BATAVIA – A committee investigating ways to reduce the feral cat population in Batavia is recommending the creation of a team of volunteers to implement a “trap, neuter, vaccinate and release” approach and work with nonprofit groups to secure grants to cover costs of housing cats that could be adopted.
Speaking at Monday night’s City Council meeting, Assistant City Manager Gretchen L. DiFante, facilitator of the five-person committee, said there are seven “active and growing colonies” of feral or community cats in the city that, if left unmanaged, will continue to grow.
She said there would be a lot more cats roaming the city if not for the efforts of a Genesee County volunteer organization known as Spay Our Strays, which was founded in 2008 by Dr. Carolyn Caccamise, a veterinarian, and is currently led by Kathy Schwenk.
Both Caccamise and Schwenk are on the committee that reported to City Council.
Other members are Sarah Balduf, Genesee County Department of Public Health sanitarian; Ann Marie Brade, Genesee County animal control officer, and Patricia Famiglietti, animal health inspector for the state Department of Agriculture and Markets.
Before the committee’s report was presented, Gerald R. Rising, professor emeritus from the University at Buffalo, said feral cats are the only source of toxoplasmosis, which infects more than a million people each year in the U.S., and results in more than 300 deaths annually.
“We have to be on the defensive against these animals,” he said. “We need to rid our environment of alien feral cats. And TNVR (trap, neuter, vaccinate, release) doesn’t cut it … Cats should be trapped and, failing adoption, should be either confined or euthanized.”
The committee, however, during an hourlong presentation that also touched upon the possibilities of licensing and local ordinances, rejected that strategy.

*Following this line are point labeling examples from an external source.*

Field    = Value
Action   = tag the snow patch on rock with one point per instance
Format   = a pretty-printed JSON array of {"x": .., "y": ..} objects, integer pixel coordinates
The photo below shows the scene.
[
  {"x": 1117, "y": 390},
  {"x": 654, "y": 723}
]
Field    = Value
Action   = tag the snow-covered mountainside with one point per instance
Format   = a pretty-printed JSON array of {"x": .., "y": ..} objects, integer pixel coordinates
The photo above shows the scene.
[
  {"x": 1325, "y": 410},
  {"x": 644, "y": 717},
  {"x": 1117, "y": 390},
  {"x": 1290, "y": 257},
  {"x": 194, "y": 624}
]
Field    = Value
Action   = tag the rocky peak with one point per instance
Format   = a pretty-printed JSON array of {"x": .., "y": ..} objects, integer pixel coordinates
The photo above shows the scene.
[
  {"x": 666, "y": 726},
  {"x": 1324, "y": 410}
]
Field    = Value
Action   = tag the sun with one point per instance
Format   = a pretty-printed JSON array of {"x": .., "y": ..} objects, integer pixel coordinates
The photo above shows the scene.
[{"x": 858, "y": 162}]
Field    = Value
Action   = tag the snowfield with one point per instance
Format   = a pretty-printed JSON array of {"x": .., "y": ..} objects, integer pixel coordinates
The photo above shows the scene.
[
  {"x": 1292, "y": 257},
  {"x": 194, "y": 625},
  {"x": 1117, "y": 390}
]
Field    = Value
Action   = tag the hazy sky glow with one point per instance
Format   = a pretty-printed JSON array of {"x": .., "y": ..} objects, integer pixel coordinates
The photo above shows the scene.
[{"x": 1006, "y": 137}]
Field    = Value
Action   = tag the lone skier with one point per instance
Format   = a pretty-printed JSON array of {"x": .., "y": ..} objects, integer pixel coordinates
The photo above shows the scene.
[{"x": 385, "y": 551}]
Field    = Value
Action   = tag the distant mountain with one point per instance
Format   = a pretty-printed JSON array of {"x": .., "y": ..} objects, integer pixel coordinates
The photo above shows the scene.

“We’re not recommending that something more aggressive be done right now because we don’t see that large of an issue,” said DiFante, adding that the committee would like to approach county leaders with the same proposal.
She said the State Senate is proposing a bill to expand TNVR funding, while Schwenk noted that most municipalities in Erie County, including the Buffalo Common Council, have implemented the TNVR approach.
Schwenk said it costs $35 to $40 for each cat that goes through the TNVR program.
The Council agreed to consider the recommendations, minus any provision that would involve city funding, at its business meeting on Oct. 13.
In other action, the Council asked city administration to explore grants to assist in the construction of a new police headquarters, based on the premise that the board will follow the lead of a task force that recommended a parcel of land on Swan Street on the city’s south side.
“The task force did its work, now what are we going to do about it?” asked Kathleen Briggs, speaking of a Council-appointed group that explored costs and looked at various sites.
Council members asked DiFante to research what other communities paid for similar facilities, and to report back to them in time for further action on Oct. 13.